Quand il était enfant, Nils Pigerre avait peur des orages. « J’allumais les lumières, je me bouchais les oreilles, j’étais effrayé. C’était l’Apocalypse. »
L’entendre parler maintenant de son activité de « chasseur d’orages » permet de mesurer la distance parcourue depuis ces peurs enfantines. Pour tous les savoirs, compétences et connaissances qu’il a fallu acquérir, Nils est un bel exemple de l’autodidacte à l’âge d’Internet. La météo ? La photo ? Conception d’un site ? « Sur Internet » répond-t-il chaque fois. Même pour les complexes prises de vue des éclairs ? « Sur le tas : je copiais les réglages indiqués, et petit à petit… »
Il a aussi un don pédagogique pour renseigner sans condescendre ni s’appesantir. La différence entre un éclair et la foudre ? « Il y a les éclairs intra-nuageux, dont on ne voit que la lumière reflétés ; les inter-nuageux, ce sont les éclairs ramifiés ; et enfin les éclairs avec impact, qui frappent le sol. C’est la foudre. »
Nils est né à Chauny, a grandi à Berny-Rivière, vit à Soissons et travaille à Dormans comme pédicure-podologue. Il a toujours été fasciné par « l’immensité » de la météorologie : « Je notais des relevés et m’intéressais à la complexité des nuages. » Pourquoi ne pas en avoir fait son métier ? « Un ami météorologue passait son temps dans un bureau. Je voulais agir par passion, non pas par intérêt professionnel. »
« J’ai pris mes premières photos de nuages et d’orages avec un téléphone. J’ai eu mon premier appareil photo à vingt ans » – il y a sept ans. En 2011 il a commencé ses « sorties » de chasseur, des virées en voiture, d’abord près de Soissons, mais qui se sont étendues, parfois 700 kilomètres en une journée. Il choisit la destination d’après les prévisions et les modèles numériques de météo. La saison des orages dure d’avril à octobre : « Il faut de l’air chaud et de l’air froid pour avoir un orage. » Il attend donc avec impatience de recommencer.

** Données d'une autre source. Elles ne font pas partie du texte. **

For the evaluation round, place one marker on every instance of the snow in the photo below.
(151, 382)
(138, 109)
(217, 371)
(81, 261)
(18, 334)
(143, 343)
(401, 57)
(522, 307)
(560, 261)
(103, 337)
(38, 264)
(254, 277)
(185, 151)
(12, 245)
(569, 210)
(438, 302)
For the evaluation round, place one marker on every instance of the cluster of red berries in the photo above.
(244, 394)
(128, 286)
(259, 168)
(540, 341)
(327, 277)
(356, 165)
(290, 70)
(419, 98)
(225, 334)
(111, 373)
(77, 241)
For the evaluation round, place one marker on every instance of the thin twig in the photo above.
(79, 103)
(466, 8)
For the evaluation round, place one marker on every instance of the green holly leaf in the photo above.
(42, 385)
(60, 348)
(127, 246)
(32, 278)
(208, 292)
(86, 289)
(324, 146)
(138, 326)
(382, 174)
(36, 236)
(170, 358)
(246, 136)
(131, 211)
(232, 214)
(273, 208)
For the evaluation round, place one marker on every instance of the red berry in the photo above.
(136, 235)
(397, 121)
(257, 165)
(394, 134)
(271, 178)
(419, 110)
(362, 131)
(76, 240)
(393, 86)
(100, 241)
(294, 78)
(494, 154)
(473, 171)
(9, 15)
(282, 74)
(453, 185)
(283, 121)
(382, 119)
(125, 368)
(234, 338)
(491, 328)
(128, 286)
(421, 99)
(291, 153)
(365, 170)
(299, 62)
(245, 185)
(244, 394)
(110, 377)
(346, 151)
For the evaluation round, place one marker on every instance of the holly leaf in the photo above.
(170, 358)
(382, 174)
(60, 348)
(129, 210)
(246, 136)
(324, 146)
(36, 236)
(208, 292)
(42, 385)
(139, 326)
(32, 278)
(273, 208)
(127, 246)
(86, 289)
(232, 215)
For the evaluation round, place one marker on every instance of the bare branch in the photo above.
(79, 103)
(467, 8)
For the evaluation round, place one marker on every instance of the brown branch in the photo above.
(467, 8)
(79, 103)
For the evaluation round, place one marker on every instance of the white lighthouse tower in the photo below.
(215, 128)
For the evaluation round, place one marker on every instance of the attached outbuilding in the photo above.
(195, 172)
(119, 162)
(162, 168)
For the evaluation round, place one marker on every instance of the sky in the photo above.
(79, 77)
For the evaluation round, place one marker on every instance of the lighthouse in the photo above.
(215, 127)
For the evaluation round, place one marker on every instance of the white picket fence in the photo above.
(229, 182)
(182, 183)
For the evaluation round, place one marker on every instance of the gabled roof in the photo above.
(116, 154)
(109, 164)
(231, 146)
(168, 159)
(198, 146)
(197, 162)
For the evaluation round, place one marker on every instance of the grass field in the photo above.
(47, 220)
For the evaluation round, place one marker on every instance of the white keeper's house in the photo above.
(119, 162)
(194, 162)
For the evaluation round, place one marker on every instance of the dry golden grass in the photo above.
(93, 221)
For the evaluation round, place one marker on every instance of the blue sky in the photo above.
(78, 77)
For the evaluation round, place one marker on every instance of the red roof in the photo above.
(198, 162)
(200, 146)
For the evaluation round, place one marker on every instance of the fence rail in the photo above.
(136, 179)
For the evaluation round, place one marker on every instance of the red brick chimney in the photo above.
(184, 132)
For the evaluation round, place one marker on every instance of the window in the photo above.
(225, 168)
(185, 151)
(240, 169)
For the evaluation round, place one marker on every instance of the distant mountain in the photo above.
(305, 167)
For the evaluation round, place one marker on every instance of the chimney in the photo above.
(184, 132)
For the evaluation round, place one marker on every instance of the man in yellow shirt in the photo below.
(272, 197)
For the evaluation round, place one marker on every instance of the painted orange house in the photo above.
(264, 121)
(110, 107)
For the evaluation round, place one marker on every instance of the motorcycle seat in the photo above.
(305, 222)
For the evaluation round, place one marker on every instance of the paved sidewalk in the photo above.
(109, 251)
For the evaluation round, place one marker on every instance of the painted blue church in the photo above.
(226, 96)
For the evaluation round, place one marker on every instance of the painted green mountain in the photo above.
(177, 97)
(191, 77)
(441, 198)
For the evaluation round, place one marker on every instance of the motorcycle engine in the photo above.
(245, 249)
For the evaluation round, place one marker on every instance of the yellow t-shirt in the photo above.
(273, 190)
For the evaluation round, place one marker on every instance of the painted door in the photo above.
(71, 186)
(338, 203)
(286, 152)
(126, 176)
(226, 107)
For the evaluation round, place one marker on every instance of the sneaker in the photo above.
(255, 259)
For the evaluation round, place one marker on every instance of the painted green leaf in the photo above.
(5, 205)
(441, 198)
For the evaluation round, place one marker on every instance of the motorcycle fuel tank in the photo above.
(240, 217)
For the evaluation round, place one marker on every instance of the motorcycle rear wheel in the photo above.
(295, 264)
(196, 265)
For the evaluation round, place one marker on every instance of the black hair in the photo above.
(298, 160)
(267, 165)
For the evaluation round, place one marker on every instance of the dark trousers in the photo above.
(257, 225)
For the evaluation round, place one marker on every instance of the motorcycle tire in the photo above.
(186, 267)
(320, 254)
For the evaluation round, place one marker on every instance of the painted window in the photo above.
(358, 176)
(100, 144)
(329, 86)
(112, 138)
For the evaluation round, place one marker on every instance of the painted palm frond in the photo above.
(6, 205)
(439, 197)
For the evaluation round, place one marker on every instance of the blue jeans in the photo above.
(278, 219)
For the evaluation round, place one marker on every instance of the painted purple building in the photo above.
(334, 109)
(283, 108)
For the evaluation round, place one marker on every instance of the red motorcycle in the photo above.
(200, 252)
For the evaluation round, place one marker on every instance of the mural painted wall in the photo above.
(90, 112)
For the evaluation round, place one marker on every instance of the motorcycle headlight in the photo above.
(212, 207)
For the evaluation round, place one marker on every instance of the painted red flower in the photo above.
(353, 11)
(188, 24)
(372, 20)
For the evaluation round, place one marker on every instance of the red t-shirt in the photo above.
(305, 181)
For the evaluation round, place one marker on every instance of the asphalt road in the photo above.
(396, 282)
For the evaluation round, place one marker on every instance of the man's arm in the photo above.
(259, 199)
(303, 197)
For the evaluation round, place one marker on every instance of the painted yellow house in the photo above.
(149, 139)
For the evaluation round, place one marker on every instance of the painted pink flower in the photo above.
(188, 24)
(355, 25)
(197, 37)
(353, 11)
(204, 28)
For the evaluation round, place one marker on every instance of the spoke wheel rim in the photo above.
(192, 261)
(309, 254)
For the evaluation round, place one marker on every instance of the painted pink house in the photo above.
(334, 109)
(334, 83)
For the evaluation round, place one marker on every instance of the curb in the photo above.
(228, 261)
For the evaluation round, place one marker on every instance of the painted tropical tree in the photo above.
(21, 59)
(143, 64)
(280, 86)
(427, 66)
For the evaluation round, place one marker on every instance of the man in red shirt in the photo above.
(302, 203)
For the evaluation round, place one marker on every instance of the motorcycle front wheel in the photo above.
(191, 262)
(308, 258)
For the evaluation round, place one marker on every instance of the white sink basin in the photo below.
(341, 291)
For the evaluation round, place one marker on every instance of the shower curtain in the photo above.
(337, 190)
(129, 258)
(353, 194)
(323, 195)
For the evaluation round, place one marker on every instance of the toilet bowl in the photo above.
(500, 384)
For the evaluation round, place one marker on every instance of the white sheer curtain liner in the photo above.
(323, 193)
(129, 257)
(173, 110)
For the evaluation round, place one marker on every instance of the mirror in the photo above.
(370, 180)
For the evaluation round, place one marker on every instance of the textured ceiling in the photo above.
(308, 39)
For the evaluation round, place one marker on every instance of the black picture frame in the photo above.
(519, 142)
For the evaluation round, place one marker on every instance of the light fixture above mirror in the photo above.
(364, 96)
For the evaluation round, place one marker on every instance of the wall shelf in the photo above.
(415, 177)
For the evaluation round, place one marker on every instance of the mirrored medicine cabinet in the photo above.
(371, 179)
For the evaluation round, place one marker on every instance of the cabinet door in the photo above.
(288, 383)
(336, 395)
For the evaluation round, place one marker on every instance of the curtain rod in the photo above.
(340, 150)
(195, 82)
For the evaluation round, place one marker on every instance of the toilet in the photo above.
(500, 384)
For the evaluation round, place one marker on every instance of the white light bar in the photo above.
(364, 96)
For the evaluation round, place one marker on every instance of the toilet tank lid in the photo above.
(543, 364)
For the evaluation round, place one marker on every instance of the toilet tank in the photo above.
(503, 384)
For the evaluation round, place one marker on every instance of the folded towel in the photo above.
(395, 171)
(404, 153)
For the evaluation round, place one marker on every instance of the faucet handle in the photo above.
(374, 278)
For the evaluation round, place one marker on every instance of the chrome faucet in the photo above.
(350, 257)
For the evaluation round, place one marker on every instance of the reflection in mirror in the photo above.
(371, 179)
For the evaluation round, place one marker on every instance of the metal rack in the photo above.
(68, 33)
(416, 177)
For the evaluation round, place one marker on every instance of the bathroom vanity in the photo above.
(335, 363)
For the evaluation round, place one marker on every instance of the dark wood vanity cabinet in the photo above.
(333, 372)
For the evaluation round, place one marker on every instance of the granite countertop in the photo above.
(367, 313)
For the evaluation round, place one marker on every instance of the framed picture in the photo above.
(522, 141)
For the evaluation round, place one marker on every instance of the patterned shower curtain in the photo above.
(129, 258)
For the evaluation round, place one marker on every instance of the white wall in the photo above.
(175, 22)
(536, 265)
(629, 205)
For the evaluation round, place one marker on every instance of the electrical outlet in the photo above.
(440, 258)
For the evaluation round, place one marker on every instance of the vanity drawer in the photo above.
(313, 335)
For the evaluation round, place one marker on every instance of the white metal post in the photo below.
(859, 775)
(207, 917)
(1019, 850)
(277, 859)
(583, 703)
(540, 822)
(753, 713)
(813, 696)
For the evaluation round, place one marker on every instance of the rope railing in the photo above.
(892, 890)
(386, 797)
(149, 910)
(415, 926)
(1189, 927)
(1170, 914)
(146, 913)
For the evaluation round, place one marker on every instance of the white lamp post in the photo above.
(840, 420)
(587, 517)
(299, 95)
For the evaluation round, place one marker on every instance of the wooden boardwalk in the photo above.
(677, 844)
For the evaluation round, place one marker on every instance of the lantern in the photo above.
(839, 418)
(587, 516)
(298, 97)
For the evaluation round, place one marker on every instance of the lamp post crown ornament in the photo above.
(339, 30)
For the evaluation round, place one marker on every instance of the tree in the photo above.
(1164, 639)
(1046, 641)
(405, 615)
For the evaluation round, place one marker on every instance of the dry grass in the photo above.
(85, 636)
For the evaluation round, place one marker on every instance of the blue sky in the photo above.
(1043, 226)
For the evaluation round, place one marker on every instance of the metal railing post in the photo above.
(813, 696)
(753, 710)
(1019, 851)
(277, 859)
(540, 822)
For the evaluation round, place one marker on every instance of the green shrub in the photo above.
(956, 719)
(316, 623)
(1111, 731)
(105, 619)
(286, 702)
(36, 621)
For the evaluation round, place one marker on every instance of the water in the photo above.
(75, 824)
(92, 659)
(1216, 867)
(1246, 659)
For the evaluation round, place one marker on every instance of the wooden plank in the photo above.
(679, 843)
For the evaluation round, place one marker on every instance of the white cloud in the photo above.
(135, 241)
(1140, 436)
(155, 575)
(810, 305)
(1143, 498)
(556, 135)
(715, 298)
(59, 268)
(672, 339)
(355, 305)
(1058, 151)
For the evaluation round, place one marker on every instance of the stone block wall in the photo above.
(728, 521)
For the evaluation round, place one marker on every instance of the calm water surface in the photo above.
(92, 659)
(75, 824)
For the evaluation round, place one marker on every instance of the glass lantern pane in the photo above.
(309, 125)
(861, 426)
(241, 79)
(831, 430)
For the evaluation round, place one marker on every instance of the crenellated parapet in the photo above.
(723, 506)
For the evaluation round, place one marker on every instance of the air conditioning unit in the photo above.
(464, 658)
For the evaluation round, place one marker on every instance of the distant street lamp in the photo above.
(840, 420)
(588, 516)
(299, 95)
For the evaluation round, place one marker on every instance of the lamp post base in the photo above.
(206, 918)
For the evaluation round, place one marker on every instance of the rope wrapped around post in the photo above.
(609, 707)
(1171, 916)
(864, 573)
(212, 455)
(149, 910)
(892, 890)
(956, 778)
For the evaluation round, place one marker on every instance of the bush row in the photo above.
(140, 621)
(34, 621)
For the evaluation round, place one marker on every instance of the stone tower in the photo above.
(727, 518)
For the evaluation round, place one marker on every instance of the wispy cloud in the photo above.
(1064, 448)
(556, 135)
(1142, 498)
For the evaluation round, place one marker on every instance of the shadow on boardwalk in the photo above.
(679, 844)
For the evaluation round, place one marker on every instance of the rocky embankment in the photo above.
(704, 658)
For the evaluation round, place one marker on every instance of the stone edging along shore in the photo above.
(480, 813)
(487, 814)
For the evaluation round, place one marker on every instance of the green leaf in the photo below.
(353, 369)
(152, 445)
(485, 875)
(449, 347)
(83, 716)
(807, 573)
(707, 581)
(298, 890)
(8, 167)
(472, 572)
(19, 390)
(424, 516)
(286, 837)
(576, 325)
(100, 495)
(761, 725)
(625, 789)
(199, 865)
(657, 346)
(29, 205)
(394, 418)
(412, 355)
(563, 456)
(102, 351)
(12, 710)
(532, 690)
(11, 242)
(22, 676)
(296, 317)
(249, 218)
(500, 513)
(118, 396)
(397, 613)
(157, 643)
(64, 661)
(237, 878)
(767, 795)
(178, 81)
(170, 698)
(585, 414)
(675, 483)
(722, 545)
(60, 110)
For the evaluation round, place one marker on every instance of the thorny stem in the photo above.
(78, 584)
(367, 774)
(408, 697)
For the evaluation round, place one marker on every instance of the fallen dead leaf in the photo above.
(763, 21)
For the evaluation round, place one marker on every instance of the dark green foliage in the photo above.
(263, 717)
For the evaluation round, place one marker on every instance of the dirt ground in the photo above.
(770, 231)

Nils photographie aussi les nuages et les scènes de neige, mais ce sont des images d’éclairs qu’il expose actuellement à l’Unité des soins palliatifs de l’hôpital de Soissons. Elles fixent dans le détail ce qui se perçoit autrement comme un soudain éblouissement, permettent d’étudier les ramifications foisonnantes, d’apprécier la beauté de ces lumières qui rayent un ciel en turbulence.
Il est plus facile de photographier ces phénomènes la nuit, en se fiant à de longues expositions, jusqu’à trente secondes. Le jour, Nils se sert d’un détecteur infrarouge, qui fait se déclencher la prise, dès l’apparition de l’éclair.
Que chasse-t-il encore ? « Quelque chose de plus, par exemple une tornade.» Une image montre un foudroiement à 600 mètres. « J’aimerais être à 100 mètres. » Cette audace actuelle a-t-elle émergé de la peur primitive, deux faces de la même fascination ?
Pour les avertis : Nils Pigerre utilise un Canon reflex numérique EOS 550d. Les réglages des images dans la galerie sont indiqués dans les légendes.